Kenyan businessman Chris Kirubi, who boasts a net worth of Ksh40 billion ($400 mln), has once again taken to Twitter to warn his 1.4 mln followers about an intricate cryptocurrency scheme dubbed "Bitcoin Profit" that is exploiting his name and photos to lure in unsuspecting investors.
Kirubi makes it clear that he is "in no way" associated with these types of organizations, claiming that all information published by them is "deceptive."
An old playbook
As reported by U.Today, the tycoon already sounded the alarm over the same sham in March.
Back then, he attached a screenshot of a legitimate-looking article with an excessively exuberant headline about banks being terrified of Kirubi’s latest investment. It is a common anti-establishment trope that is meant to cater to the cryptocurrency audience.
Typically, such made-up stories are published on carbon copies of widely known news websites like CNN and the BBC.
In reality, "Bitcoin Profit" has nothing to do with actual Bitcoin.
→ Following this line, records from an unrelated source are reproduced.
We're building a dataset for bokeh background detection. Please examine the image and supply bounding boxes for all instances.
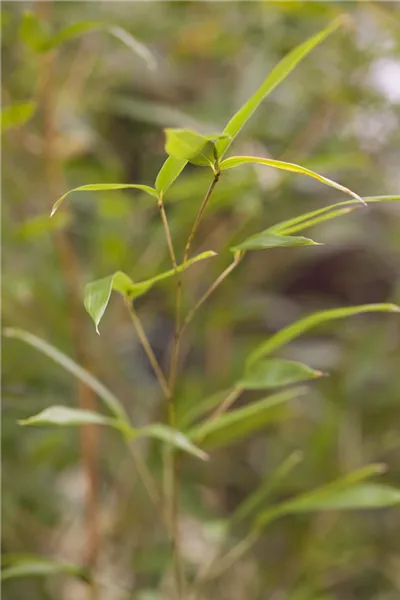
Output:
[0,0,400,600]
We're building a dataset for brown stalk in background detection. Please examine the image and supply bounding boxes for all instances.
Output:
[35,0,100,600]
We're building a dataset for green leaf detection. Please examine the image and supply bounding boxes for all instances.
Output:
[84,271,134,335]
[138,423,208,460]
[238,358,324,390]
[50,183,158,217]
[267,195,400,235]
[247,303,400,365]
[3,327,129,423]
[19,11,50,52]
[0,554,88,581]
[18,406,118,427]
[220,156,365,204]
[20,12,157,70]
[233,450,303,521]
[217,19,342,156]
[0,101,36,133]
[84,250,216,333]
[255,464,392,528]
[285,483,400,513]
[230,229,321,252]
[188,388,307,446]
[165,128,227,168]
[155,156,188,195]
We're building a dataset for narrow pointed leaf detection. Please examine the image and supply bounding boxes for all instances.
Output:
[238,358,324,390]
[3,327,129,423]
[84,251,216,333]
[247,303,400,365]
[217,19,341,156]
[50,183,157,216]
[267,195,400,235]
[0,555,88,581]
[230,229,320,252]
[188,388,307,446]
[18,406,122,427]
[20,13,157,70]
[0,101,36,133]
[285,483,400,513]
[165,128,227,167]
[220,156,365,204]
[139,423,208,460]
[155,156,188,195]
[256,463,393,528]
[84,271,133,333]
[233,450,303,521]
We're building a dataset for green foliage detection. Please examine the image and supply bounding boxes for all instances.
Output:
[0,100,36,133]
[239,358,323,390]
[4,5,400,600]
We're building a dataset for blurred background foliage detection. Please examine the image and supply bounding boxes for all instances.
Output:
[0,0,400,600]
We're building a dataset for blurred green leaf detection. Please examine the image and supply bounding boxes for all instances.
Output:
[0,100,36,133]
[238,358,324,390]
[3,327,128,421]
[217,19,341,157]
[0,554,88,581]
[84,250,216,333]
[232,450,303,521]
[247,303,400,365]
[18,406,118,427]
[155,156,188,195]
[267,195,400,235]
[255,464,400,528]
[188,388,307,446]
[230,229,321,252]
[50,183,157,217]
[220,156,365,204]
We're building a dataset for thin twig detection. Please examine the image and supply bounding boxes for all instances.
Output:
[179,253,241,336]
[125,300,170,398]
[35,0,100,600]
[183,171,221,262]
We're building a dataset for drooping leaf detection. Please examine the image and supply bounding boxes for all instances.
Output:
[138,423,208,460]
[84,271,134,333]
[50,183,158,217]
[233,450,303,521]
[0,100,36,133]
[247,303,400,365]
[267,195,400,235]
[84,250,216,333]
[217,19,341,157]
[238,358,324,390]
[155,156,188,195]
[0,554,88,581]
[220,156,365,204]
[165,128,227,167]
[18,406,119,427]
[3,327,129,423]
[230,229,321,252]
[255,463,392,528]
[188,388,307,446]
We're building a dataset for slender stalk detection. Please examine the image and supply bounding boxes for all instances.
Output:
[206,386,243,423]
[125,300,170,398]
[35,0,100,600]
[179,254,241,336]
[183,170,221,262]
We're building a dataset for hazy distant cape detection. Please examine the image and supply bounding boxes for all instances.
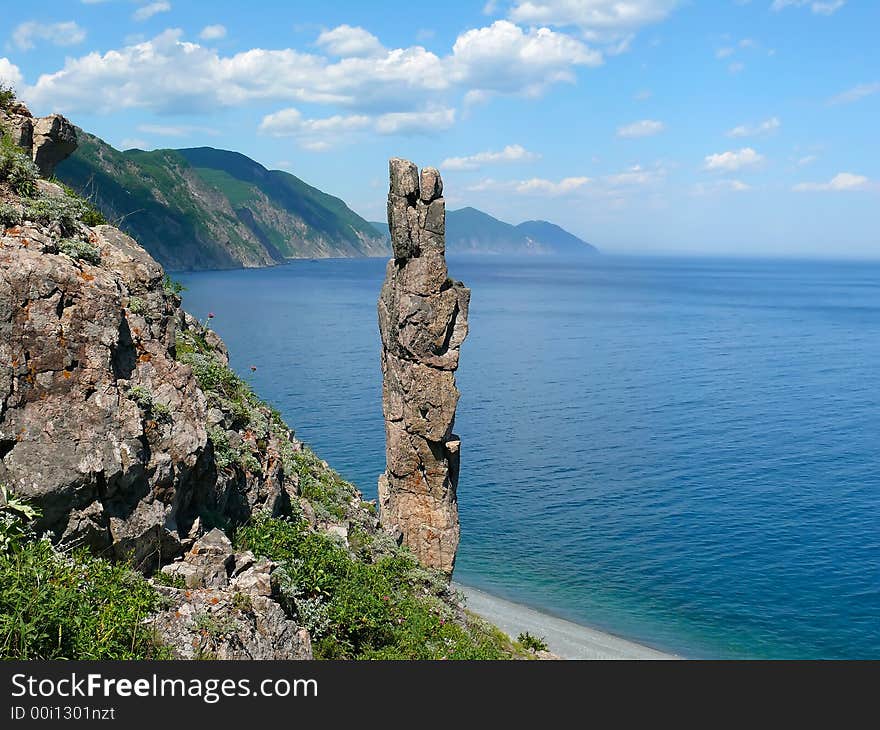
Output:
[373,208,599,256]
[56,130,597,270]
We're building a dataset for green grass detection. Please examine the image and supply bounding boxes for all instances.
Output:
[58,238,101,266]
[0,540,166,659]
[235,515,515,659]
[0,84,15,111]
[0,130,39,198]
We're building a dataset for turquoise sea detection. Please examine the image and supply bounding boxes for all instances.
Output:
[176,256,880,659]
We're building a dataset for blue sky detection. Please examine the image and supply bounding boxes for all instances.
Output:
[0,0,880,258]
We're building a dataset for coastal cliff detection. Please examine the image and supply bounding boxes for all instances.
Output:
[0,91,527,659]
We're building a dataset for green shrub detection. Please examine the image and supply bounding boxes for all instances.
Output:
[0,134,40,197]
[0,484,40,554]
[22,195,89,236]
[58,238,101,266]
[0,203,21,228]
[52,177,107,226]
[128,385,172,422]
[235,515,510,659]
[162,274,186,297]
[0,540,166,659]
[0,83,15,111]
[516,631,547,652]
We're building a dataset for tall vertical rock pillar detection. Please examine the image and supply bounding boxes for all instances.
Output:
[379,158,471,574]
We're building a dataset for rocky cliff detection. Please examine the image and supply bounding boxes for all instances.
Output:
[0,96,522,659]
[379,158,470,574]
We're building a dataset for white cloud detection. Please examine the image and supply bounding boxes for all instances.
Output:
[727,117,782,137]
[23,21,602,113]
[199,23,226,41]
[510,0,682,38]
[137,124,220,137]
[131,0,171,23]
[315,25,387,57]
[691,180,752,195]
[617,119,666,139]
[829,81,880,104]
[602,165,666,188]
[705,147,764,172]
[444,20,603,96]
[0,56,24,87]
[440,144,540,170]
[466,177,591,197]
[514,177,590,197]
[260,108,455,146]
[260,108,371,141]
[770,0,846,15]
[376,109,455,134]
[12,20,86,51]
[794,172,870,192]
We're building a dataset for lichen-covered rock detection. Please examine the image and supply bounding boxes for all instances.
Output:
[0,103,77,178]
[0,105,324,573]
[31,114,76,177]
[379,158,470,574]
[149,529,312,659]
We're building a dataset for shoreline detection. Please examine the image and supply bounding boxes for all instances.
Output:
[453,583,682,660]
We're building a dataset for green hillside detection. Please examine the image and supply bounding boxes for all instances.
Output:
[56,130,388,270]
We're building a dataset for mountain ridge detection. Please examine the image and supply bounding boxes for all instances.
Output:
[56,130,387,270]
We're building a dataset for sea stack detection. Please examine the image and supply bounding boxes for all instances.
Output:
[379,158,471,575]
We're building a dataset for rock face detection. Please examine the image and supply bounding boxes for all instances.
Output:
[150,529,312,660]
[0,106,310,574]
[0,104,76,178]
[379,158,470,574]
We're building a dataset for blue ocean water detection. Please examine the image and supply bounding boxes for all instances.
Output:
[178,256,880,659]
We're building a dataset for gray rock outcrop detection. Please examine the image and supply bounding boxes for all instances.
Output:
[378,158,470,575]
[0,104,76,178]
[0,106,310,573]
[149,529,312,660]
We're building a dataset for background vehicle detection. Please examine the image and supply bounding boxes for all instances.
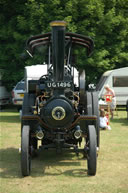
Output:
[96,67,128,105]
[21,21,99,176]
[12,80,25,110]
[0,69,11,108]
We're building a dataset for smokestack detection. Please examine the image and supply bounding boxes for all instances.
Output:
[50,21,66,81]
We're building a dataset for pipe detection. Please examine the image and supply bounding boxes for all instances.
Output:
[50,21,66,82]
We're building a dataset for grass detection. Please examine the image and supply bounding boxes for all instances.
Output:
[0,110,128,193]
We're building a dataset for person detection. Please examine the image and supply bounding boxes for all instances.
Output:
[100,109,111,130]
[104,84,116,119]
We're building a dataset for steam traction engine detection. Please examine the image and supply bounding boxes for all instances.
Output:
[21,21,99,176]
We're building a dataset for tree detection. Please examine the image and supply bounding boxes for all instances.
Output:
[0,0,128,89]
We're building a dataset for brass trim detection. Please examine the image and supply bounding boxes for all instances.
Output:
[50,21,67,27]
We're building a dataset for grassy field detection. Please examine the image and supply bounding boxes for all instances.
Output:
[0,110,128,193]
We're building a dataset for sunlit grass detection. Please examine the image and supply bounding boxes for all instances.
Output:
[0,110,128,193]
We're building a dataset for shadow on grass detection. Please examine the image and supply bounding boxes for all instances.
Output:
[0,148,87,179]
[0,115,20,123]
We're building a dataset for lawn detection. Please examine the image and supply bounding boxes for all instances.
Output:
[0,109,128,193]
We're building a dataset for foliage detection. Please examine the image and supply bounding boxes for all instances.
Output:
[0,0,128,89]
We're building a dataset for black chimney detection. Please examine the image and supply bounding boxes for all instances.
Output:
[50,21,66,82]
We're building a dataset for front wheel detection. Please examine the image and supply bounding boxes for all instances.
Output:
[86,125,97,176]
[21,125,31,176]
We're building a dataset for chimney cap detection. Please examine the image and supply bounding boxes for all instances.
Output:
[50,21,67,27]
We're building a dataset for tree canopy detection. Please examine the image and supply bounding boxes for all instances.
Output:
[0,0,128,89]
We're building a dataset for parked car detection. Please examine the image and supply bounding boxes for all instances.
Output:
[12,80,25,110]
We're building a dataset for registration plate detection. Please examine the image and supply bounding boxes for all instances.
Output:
[46,82,72,88]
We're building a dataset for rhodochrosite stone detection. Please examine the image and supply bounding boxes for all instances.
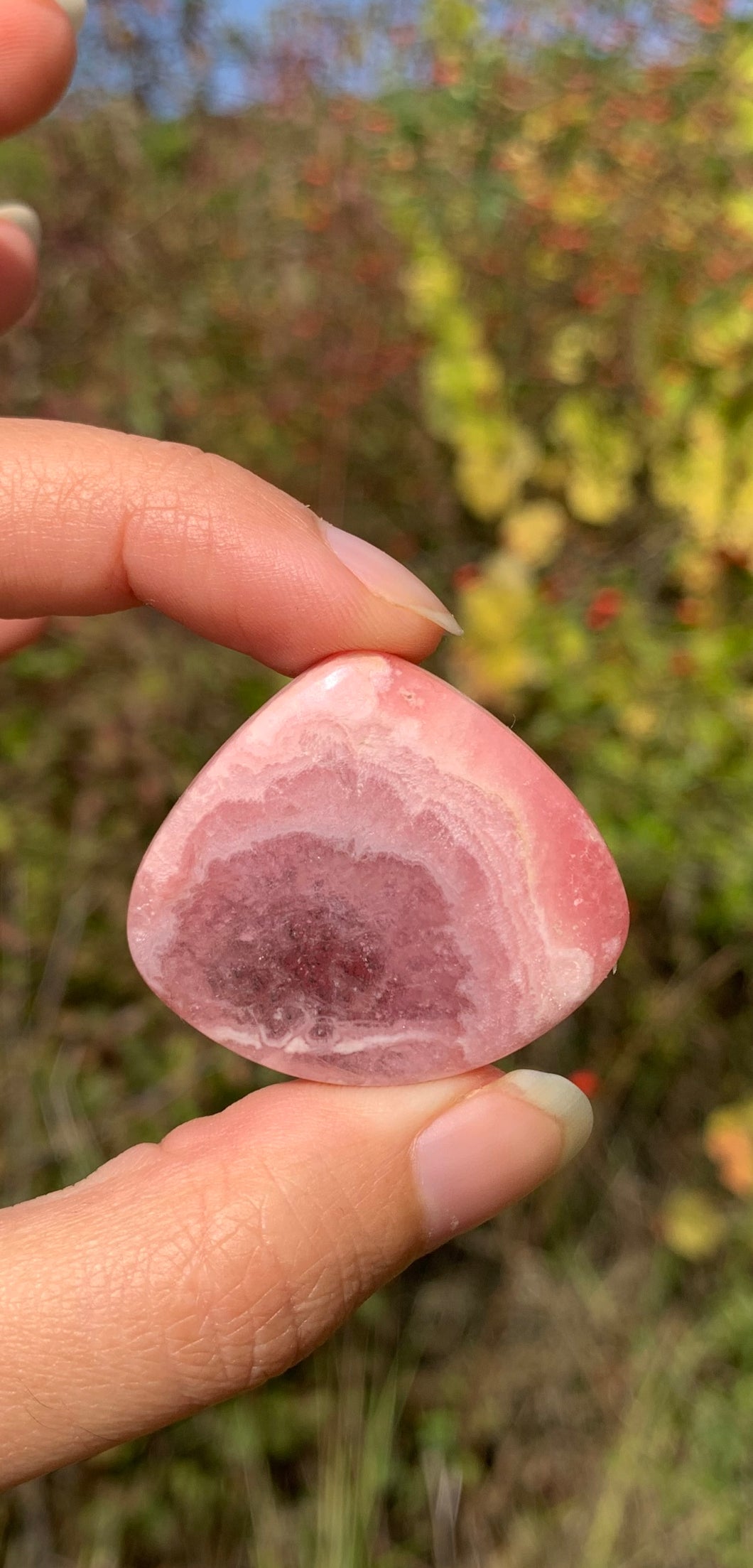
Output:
[129,654,628,1083]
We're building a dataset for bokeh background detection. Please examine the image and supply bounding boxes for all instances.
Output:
[0,0,753,1568]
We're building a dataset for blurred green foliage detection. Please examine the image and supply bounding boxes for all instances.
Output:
[0,0,753,1568]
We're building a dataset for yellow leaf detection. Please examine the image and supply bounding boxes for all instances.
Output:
[703,1101,753,1198]
[502,500,567,566]
[659,1187,728,1262]
[620,702,659,740]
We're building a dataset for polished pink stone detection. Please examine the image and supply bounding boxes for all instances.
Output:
[129,654,628,1083]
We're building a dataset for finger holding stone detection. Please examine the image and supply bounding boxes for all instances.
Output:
[0,616,47,660]
[0,419,460,675]
[0,1069,592,1488]
[0,0,80,136]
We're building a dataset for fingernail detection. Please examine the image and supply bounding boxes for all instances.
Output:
[0,200,43,251]
[58,0,86,33]
[504,1068,593,1170]
[413,1069,593,1247]
[320,522,463,637]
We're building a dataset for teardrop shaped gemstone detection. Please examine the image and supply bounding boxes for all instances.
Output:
[129,654,628,1083]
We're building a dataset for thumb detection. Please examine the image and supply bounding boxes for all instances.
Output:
[0,1068,592,1486]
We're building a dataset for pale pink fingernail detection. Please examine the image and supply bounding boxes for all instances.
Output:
[320,522,463,637]
[413,1069,593,1247]
[0,200,43,251]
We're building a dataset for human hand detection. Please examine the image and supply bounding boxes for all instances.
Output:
[0,0,592,1486]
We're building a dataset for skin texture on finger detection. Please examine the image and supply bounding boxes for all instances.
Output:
[0,222,38,333]
[0,0,75,134]
[0,420,440,675]
[0,619,47,659]
[0,1069,563,1486]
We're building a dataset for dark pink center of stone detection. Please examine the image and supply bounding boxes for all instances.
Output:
[163,832,470,1048]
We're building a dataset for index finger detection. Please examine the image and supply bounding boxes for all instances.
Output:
[0,0,78,136]
[0,420,460,675]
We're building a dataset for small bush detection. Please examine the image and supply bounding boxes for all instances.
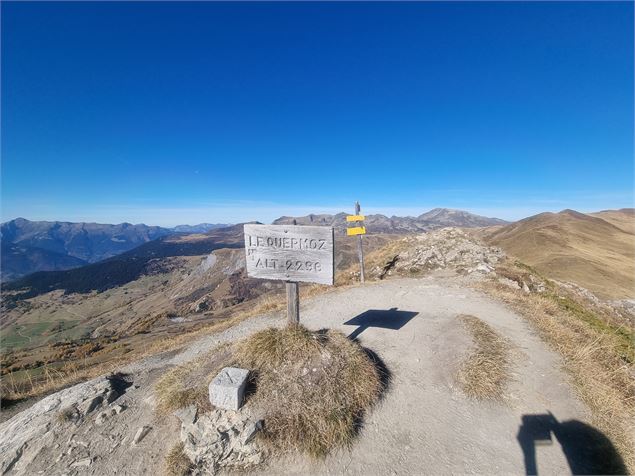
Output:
[236,326,384,457]
[458,315,509,400]
[165,443,192,476]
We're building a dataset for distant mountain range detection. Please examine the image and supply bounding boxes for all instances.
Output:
[3,225,244,300]
[483,208,635,299]
[0,218,231,281]
[273,208,508,233]
[0,208,507,282]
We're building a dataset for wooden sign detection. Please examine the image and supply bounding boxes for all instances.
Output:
[244,225,335,284]
[346,226,366,236]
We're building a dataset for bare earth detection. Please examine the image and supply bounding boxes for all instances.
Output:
[0,275,590,474]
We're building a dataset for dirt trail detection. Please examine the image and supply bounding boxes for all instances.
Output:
[267,278,589,474]
[0,276,600,474]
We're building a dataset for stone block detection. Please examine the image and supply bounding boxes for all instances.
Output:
[209,367,249,410]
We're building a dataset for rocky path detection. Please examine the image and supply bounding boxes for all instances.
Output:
[267,278,589,474]
[0,276,589,475]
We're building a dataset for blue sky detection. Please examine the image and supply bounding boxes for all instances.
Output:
[1,2,634,225]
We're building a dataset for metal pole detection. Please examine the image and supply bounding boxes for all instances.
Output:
[355,202,365,283]
[287,281,300,326]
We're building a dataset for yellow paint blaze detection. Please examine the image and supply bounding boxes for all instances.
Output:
[346,226,366,236]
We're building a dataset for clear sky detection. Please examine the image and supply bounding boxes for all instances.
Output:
[1,1,634,225]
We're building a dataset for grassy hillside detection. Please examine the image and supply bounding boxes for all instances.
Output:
[484,210,635,299]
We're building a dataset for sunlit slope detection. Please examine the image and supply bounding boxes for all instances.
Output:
[589,208,635,234]
[485,210,635,299]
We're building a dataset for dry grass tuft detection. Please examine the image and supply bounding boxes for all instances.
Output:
[482,268,635,473]
[154,346,231,415]
[457,315,509,400]
[236,326,384,457]
[165,443,192,476]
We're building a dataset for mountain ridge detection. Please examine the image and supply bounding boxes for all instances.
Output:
[273,208,509,233]
[0,217,227,281]
[484,209,635,299]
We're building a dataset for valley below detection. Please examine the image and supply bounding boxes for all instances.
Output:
[0,210,635,474]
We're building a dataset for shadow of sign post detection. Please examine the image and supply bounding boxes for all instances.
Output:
[344,307,419,339]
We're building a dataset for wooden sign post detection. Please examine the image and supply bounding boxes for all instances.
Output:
[346,202,366,283]
[244,225,335,324]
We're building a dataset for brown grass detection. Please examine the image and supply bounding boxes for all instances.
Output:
[236,326,383,457]
[154,345,232,415]
[165,443,192,476]
[482,266,635,472]
[457,315,510,400]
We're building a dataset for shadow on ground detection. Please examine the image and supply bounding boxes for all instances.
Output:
[517,413,627,475]
[344,307,419,340]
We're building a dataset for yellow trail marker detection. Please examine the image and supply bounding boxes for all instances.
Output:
[346,226,366,236]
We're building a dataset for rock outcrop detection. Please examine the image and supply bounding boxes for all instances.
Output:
[371,228,505,279]
[175,405,263,474]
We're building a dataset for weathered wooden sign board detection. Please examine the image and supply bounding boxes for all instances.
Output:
[245,225,334,284]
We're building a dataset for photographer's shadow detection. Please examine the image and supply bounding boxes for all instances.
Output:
[517,413,627,475]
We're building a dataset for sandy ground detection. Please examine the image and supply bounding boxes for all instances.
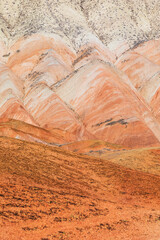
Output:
[0,138,160,240]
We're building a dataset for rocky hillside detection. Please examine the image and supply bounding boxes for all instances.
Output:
[0,0,160,147]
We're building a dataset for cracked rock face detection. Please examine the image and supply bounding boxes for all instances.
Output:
[0,0,160,147]
[0,0,160,47]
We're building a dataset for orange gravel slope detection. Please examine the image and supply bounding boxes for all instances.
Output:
[0,138,160,240]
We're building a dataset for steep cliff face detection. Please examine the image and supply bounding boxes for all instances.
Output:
[0,0,160,147]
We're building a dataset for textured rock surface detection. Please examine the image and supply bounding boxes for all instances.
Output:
[0,0,160,147]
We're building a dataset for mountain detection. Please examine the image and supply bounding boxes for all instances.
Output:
[0,0,160,240]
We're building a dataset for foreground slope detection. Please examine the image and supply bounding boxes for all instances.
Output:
[0,138,160,240]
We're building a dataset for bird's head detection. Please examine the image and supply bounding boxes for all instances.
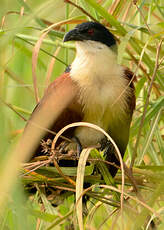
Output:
[63,22,116,52]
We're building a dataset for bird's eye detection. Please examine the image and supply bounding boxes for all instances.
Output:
[87,29,94,35]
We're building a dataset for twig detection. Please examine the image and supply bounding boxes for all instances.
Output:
[0,97,27,121]
[130,39,163,171]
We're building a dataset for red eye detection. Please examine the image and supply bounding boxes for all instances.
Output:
[88,29,94,35]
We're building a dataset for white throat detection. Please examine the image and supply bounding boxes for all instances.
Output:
[70,41,129,144]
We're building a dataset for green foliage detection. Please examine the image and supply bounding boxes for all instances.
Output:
[0,0,164,230]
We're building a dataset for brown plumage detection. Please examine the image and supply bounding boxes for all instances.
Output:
[24,22,135,176]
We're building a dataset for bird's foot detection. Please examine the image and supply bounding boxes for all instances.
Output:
[58,137,82,157]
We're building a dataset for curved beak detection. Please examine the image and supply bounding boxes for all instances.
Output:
[63,29,83,42]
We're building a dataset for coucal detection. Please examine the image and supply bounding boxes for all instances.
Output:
[24,22,135,176]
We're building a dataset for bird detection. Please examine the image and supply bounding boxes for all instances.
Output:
[24,21,136,177]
It is nothing more than an online Ponzi scheme that guarantees its members outsized returns while only offering fake trading software applauded by $10 actors.
Like a slew of other celebrities and businesspeople who have been impersonated by scammers, Kirubi says that only his verified social handles can be trusted:
While I often share investment tips and business advice, this information is shared from my verified social media handles and credible websites.
Vying for legitimacy
Over the past few years, thousands of Kenyans have been badly burned by numerous cryptocurrency-inspired pyramid schemes, such as "Nurucoin" and "Velox 10," whose operators ended up vanishing overnight.
While such incidents certainly make Kenyans feel more apprehensive about crypto, they still rank among the top Bitcoin holders per capita.